CIHI Data... Helps capture the true cost of care

CIHI Data... Helps capture the true cost of care

There’s nothing simple about organ transplants.

Beyond the procedure itself, pre- and post-operative care can involve long waits and weeks, months or years of tests, assessments, diagnostics and lab work.

At the Hospital for Sick Children in Toronto, kids who are in the pre-, peri- and post-transplant phases of care are all active patients in the facility’s transplant database. They move from it only if they die or turn 18 (at which point they transfer into the adult system). In recent years, there’s been steady growth in the number of children waiting for transplants, but it hasn't always been balanced by an equal movement of people off the list.

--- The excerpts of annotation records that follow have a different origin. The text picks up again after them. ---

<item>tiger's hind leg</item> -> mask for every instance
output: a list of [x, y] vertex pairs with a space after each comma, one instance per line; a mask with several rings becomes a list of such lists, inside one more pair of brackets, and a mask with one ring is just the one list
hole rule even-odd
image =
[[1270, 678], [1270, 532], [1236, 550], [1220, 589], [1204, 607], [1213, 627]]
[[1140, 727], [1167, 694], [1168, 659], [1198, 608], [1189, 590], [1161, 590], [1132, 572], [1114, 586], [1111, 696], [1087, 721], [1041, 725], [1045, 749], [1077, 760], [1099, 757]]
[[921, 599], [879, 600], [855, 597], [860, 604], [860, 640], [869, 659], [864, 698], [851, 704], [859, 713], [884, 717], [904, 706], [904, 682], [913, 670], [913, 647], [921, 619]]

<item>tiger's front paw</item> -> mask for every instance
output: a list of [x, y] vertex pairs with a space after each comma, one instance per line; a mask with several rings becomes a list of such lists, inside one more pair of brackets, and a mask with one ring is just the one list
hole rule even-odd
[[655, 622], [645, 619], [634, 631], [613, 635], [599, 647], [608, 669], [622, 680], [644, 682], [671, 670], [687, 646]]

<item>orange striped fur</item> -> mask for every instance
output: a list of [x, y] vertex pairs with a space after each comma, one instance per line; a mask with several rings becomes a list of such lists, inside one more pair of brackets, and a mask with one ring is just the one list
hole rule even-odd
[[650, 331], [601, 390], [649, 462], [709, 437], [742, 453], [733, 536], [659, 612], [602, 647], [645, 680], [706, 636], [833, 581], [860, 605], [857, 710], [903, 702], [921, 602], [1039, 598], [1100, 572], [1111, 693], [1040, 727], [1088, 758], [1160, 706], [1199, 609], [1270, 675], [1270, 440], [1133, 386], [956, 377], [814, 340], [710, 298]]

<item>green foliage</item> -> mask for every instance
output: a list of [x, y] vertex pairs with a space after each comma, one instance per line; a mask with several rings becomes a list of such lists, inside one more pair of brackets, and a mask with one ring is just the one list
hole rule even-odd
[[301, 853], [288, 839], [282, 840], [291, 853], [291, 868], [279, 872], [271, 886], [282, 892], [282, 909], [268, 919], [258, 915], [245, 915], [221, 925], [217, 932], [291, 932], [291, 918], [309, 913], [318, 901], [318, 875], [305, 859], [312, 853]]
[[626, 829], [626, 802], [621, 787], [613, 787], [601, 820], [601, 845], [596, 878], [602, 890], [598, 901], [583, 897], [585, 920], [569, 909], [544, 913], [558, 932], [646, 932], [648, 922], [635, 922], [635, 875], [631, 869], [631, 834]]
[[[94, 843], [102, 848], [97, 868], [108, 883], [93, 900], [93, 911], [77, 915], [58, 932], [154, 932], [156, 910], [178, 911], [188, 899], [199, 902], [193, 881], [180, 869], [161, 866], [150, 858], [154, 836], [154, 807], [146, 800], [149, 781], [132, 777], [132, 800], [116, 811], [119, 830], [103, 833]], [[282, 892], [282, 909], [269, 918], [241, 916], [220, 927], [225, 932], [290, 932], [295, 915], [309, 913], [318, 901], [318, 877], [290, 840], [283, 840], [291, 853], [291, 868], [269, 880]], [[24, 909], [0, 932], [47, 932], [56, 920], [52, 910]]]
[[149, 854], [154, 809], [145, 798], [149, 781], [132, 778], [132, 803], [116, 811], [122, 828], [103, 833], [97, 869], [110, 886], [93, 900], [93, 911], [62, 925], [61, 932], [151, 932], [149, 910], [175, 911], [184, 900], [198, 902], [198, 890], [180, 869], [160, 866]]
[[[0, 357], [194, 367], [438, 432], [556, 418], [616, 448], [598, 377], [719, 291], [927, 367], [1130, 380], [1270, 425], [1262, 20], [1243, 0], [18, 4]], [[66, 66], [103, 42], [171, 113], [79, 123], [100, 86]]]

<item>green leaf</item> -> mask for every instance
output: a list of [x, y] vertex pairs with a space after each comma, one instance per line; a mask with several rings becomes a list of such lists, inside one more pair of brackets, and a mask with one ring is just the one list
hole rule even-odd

That’s led to a cumulative effect in costs.

“The dilemma is that funding mechanisms typically only fund the episode where the procedure occurs,” says Irene Blais, SickKids’ director of decision support. “But it doesn’t look at the continuum of care and the impact on the organization through that continuum.”

Although some pre- and post-operative costs are funded, what’s covered doesn’t represent the full cost of the transplant program and the funding rates haven’t been revised in years.

To tell the full story, Blais turned to the hospital’s integrated data and costing systems. By illustrating activity beyond the transplant, her team was able to show that the drivers in cost and activity were growing at a faster rate than the ministry was funding them.

So what did they do?

The team started with SickKids’ registration system, as it included all patients on the transplant waiting list, as well as organ recipients and assessed patients. This allowed them to look across the continuum of care to capture the full range of patient activity. After the data had been sorted into organ groupings, Blais worked with clinical teams who provided clinical protocols outlining how many times a patient would be seen and what procedures and tests they’d have done to capture the full scope of activity.

Her team validated this work against the hospital’s comprehensive case-costing system, which has integrated data from 18 sources, including finance, diagnostics, pharmacy, labs and the operating room. So detailed is this system that Blais could determine, to the minute, how much time nurses spent with every patient every day.

Also among the 18 data sources are CIHI’s Discharge Abstract Database (DAD) and National Ambulatory Care Reporting System (NACRS). The DAD captured the reasons why patients were returning to the hospital once they’d left, whether it was rejection-related or something beyond the transplant, given the complex needs of these patients. Among other things, NACRS data told the hospital who was having dialysis or ending up in an emergency room.

“You can’t not have DAD or NACRS in there because it’s the starting point for understanding patient mix and specific patient populations,” Blais says. “Without them, we wouldn’t have known why patients were coming back.”

A Clearer Picture of the Costs

By using the data, Blais and her team were able to illustrate the true costs of transplants.

“While the bulk of the costs (41%) is still inpatient, 33% of care is delivered on an outpatient basis,” she says. “That’s a whole lot that current funding formulas aren’t taking into consideration.”

Everything outside of that 41% must come out of the hospital’s global budget, which was creating a tighter squeeze given the growing number of patients on the transplant list.

SickKids presented this information to the Ministry of Health and Long-Term Care and secured a base funding adjustment for infrastructure.

“We were able to enhance our ability to impact funding and we’re hoping that at some point they’ll review the methodology and the rates at which they fund transplants,” Blais says.

The hospital is now applying this practice to business cases across the continuum.

“For me, the journey of taking data and turning it into information makes for a more insightful organization,” Blais says. “That can be applied to all streams: operational, process improvement, strategy, research and management. When data is integrated and evidence-based, we can improve our decision-making.”